Compressing Longs in Druid

Dec 07, 2016
David Li

Column stores such as Druid have the ability to store data in individual
columns instead of rows, and can apply different compression algorithms to different types of columns. With the Druid 0.9.2 release, Druid has added additional column compression methods for longs to significantly improve query performance in certain use cases. In this blog post, we’ll highlight how these various compression methods impact data storage size and query performance.

To illustrate these new methods, let’s first consider the example event data set shown below:

TimestampUserCountryAddedDeletedDelta
1471904529AC127401274
1471904530AO27027
1471904531BU11861977-791
1471904532CN4557-553
1471904533DT707
1471904534ER99564129544

This data set consists of a timestamp column, a set of string columns (User,Country) that queries frequently group and filter on called “dimensions”, and a set of numeric columns (Added, Deleted, and Delta) that queries often scan and aggregate called “metrics”. In previous literature, we’ve covered what compression and indexing algorithms we apply to dimensions. In this blog post, we’ll focus on our recent improvements for long columns.
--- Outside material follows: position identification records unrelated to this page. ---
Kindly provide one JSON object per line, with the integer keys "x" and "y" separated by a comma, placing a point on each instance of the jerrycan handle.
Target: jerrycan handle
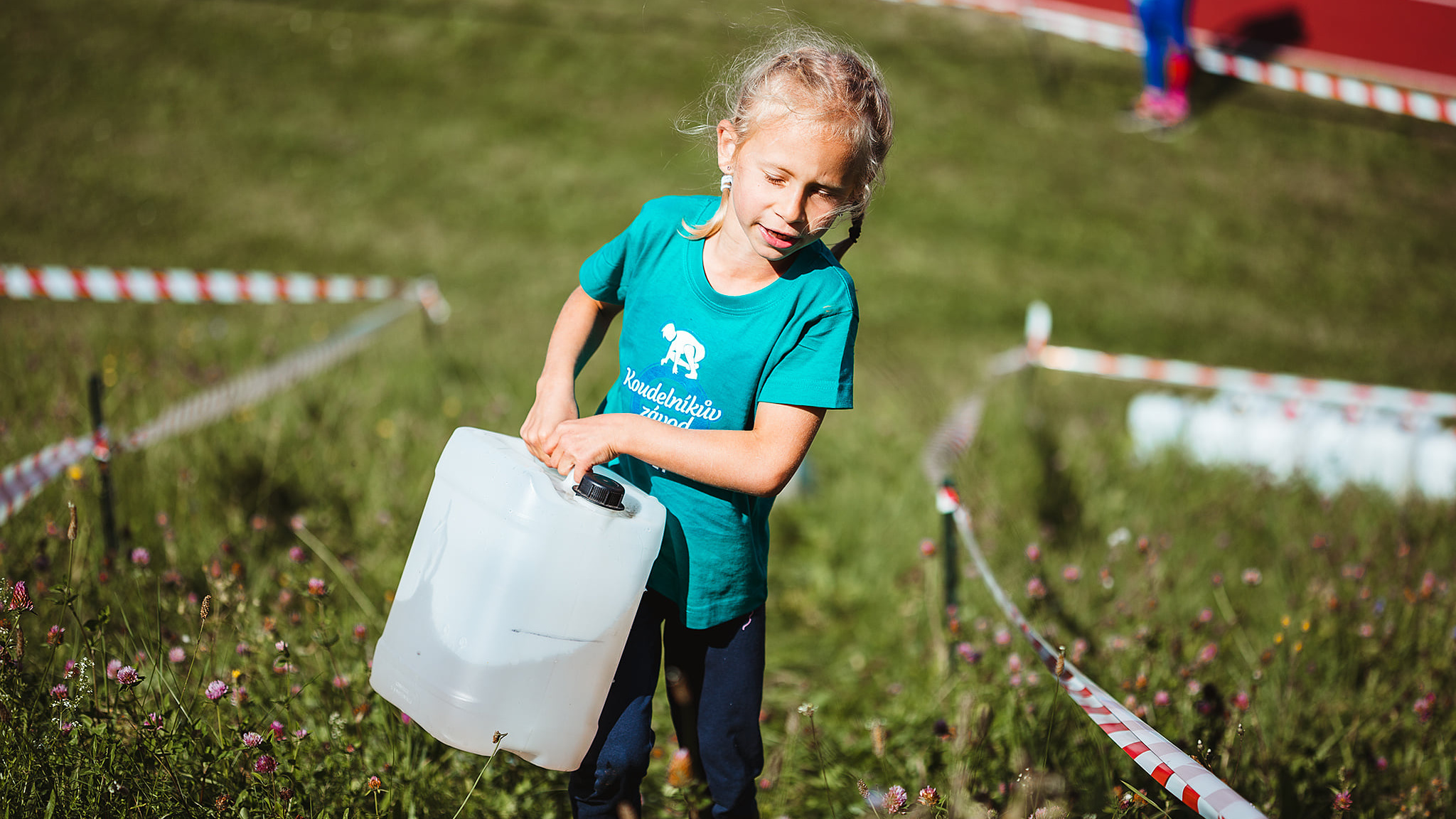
{"x": 601, "y": 491}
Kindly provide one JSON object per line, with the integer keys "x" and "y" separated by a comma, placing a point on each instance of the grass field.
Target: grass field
{"x": 494, "y": 144}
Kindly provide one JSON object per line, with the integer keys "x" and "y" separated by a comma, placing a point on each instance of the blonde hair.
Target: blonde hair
{"x": 808, "y": 75}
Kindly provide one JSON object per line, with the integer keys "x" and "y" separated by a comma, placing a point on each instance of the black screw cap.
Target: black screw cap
{"x": 601, "y": 491}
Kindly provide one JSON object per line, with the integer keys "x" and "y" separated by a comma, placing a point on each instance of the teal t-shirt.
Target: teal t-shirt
{"x": 696, "y": 359}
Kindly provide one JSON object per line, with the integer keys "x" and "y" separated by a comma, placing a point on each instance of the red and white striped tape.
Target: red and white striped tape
{"x": 1324, "y": 85}
{"x": 21, "y": 480}
{"x": 193, "y": 286}
{"x": 1183, "y": 776}
{"x": 1235, "y": 379}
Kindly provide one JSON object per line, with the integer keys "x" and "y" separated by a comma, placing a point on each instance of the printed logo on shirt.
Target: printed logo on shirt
{"x": 683, "y": 350}
{"x": 670, "y": 391}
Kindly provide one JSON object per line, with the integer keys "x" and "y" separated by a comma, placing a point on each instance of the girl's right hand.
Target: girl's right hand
{"x": 552, "y": 407}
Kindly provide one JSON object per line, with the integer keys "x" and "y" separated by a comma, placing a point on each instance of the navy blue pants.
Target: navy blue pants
{"x": 1164, "y": 25}
{"x": 715, "y": 690}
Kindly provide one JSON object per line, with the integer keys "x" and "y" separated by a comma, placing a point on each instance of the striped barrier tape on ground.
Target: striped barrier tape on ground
{"x": 1324, "y": 85}
{"x": 1235, "y": 379}
{"x": 203, "y": 286}
{"x": 21, "y": 480}
{"x": 1184, "y": 777}
{"x": 26, "y": 477}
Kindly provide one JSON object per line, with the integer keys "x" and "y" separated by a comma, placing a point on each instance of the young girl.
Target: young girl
{"x": 737, "y": 334}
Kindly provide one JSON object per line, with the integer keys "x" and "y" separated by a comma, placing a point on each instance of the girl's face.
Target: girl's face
{"x": 788, "y": 180}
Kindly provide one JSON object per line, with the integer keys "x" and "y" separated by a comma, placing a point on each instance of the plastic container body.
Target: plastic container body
{"x": 514, "y": 605}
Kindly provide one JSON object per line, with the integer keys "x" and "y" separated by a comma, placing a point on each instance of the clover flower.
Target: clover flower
{"x": 19, "y": 598}
{"x": 968, "y": 653}
{"x": 894, "y": 799}
{"x": 1036, "y": 589}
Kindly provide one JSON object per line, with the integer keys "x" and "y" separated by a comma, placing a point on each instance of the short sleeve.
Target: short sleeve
{"x": 819, "y": 370}
{"x": 601, "y": 274}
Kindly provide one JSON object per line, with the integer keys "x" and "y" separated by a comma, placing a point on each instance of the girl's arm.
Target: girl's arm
{"x": 580, "y": 328}
{"x": 759, "y": 461}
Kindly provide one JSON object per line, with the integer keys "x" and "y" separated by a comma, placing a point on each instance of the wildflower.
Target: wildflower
{"x": 894, "y": 799}
{"x": 1036, "y": 589}
{"x": 680, "y": 769}
{"x": 1207, "y": 653}
{"x": 19, "y": 598}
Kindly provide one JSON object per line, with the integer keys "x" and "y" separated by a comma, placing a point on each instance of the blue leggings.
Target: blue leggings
{"x": 1162, "y": 21}
{"x": 715, "y": 712}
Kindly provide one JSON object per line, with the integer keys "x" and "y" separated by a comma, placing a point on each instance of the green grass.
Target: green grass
{"x": 494, "y": 144}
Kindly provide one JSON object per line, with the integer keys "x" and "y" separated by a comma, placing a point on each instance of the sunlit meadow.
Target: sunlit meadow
{"x": 216, "y": 662}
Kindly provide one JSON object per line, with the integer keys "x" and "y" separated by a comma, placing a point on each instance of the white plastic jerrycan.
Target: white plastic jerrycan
{"x": 516, "y": 601}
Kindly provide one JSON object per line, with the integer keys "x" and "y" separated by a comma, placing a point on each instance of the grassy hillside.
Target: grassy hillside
{"x": 494, "y": 144}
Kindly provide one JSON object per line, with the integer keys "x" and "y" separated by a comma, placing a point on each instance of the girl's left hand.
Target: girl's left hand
{"x": 579, "y": 445}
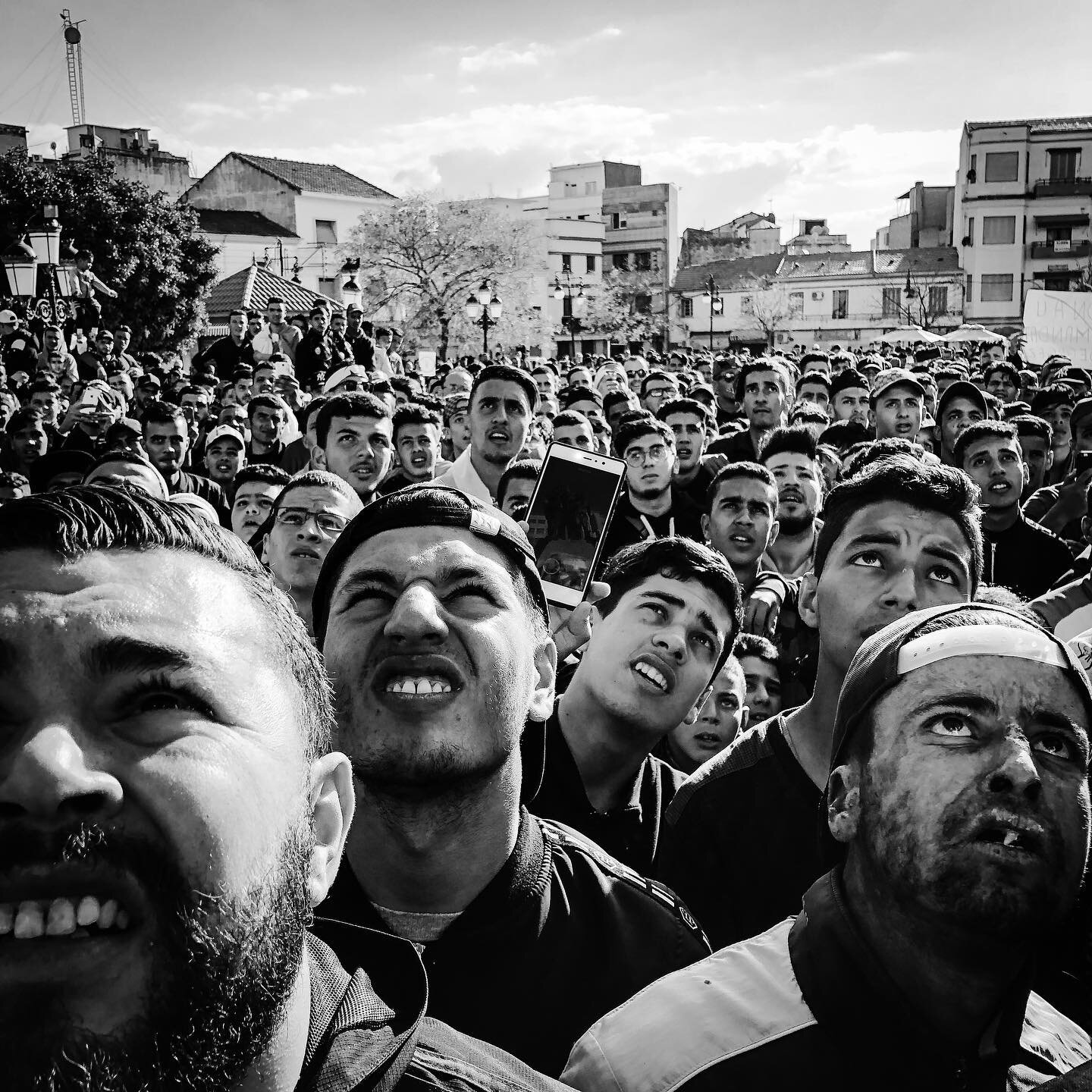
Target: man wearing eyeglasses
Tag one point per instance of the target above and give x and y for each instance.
(308, 516)
(651, 507)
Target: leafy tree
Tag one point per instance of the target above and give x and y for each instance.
(421, 259)
(146, 247)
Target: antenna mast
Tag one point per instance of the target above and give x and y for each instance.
(74, 54)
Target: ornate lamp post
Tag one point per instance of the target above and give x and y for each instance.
(484, 309)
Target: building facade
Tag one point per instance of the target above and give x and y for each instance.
(1024, 196)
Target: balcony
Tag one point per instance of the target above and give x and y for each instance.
(1062, 187)
(1060, 249)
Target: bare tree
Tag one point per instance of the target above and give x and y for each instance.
(421, 259)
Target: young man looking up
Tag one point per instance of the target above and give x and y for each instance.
(353, 435)
(1020, 555)
(792, 457)
(896, 538)
(651, 507)
(657, 642)
(501, 407)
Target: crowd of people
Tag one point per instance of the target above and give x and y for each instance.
(305, 784)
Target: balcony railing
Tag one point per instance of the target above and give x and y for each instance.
(1060, 249)
(1062, 187)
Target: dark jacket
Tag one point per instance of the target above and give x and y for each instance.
(806, 1005)
(563, 928)
(369, 1032)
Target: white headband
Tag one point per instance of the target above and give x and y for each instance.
(980, 642)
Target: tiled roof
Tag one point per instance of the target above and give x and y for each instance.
(237, 222)
(315, 177)
(251, 287)
(1037, 124)
(729, 273)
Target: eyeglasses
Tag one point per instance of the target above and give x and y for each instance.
(637, 457)
(329, 522)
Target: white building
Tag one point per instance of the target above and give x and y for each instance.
(1024, 195)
Existing Compression Strategies

In our example above, each long takes 8 bytes to store. For a 5,000,000 row table, an uncompressed column would require roughly 40MB of space. Prior to 0.9.2, Druid only leveraged lz4 and lzf compression for longs.

Compression is done by dividing a column into blocks of a given size (currently 0x10000 bytes, or 8192 longs). Each block is compressed and persisted to disk.These compressed columns are memory-mapped, so to read a value in a column, the block that contains the value must be loaded into memory and decompressed.
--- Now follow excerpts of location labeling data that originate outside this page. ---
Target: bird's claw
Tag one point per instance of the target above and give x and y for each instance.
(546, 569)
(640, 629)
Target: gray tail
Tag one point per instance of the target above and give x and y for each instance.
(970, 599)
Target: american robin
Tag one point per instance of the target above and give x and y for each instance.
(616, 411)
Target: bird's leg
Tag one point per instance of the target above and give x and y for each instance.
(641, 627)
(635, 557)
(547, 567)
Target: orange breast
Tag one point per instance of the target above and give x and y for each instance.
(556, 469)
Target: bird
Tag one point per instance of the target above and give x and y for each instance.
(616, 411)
An inefficiency arises in that we must decompress the entire block even if we only need to read a small number of values within a block, for example, if we are filtering the data. The overhead for decompressing and copying a block from disk to memory is the same as if you were to read all the values in the block.

A natural improvement here is to use a compression technique that allows for direct access from file so we don’t need to do unnecessary block decompression and byte copying to access sparse data.

Direct Access Strategies

To allow direct data access, an important feature we must have is the ability to quickly access the block of data that contains the values we seek, or otherwise known as an index into our data. A simple way to achieve this requirement is to ensure all blocks, and hence, all values in the blocks, are the same length. However, long values don’t always require 8 bytes for storage.Using 8 bytes to store a value such as 0x1 is waste. Thus, to efficiently store values, we’ve adopted two strategies from Apache Lucene: delta and table compression. Delta compression finds the smallest value in a set of longs and stores every other value as offset to the smallest value, while table compression maps all unique values to an index and stores the index. These compression algorithms are shown below:

Both strategies have their limitations. Delta compression cannot handle data with offsets that exceed the maximum long value, and table compression cannot handle high cardinality data as storing the lookup would be costly. Given that choosing a format is conditional, we’ve introduced an auto strategy that scans the data for its maximum offset and cardinality, and determines whether to use delta, table, or none compression.

Trade offs

The graph below compares the auto, lz4, and none compression strategies using generated data sets with 5,000,000 values each.

Data Distributions

  • enumerated : values are from only a few selections, with probability heavily skewed towards one value
  • zipfLow : zipf distribution between 0 to 1000 with low exponent
  • zipfHigh : zipf distribution between 0 to 1000 with high exponent
  • uniform : uniform distribution between 0 to 1000
  • sequential : sequential values starting from a timestamp

The table below shows the bits per value for the auto strategy:

EnumerateZipfLowZipfHighSequentialUniform
41282412

Please note that since the none strategy doesn’t perform any compression, its size is the same for all data distributions. The auto size is directly proportional to the bits per value. lz4 performs very well for the enumerate and zipfHigh data distributions, since these distributions contain the most repeating values.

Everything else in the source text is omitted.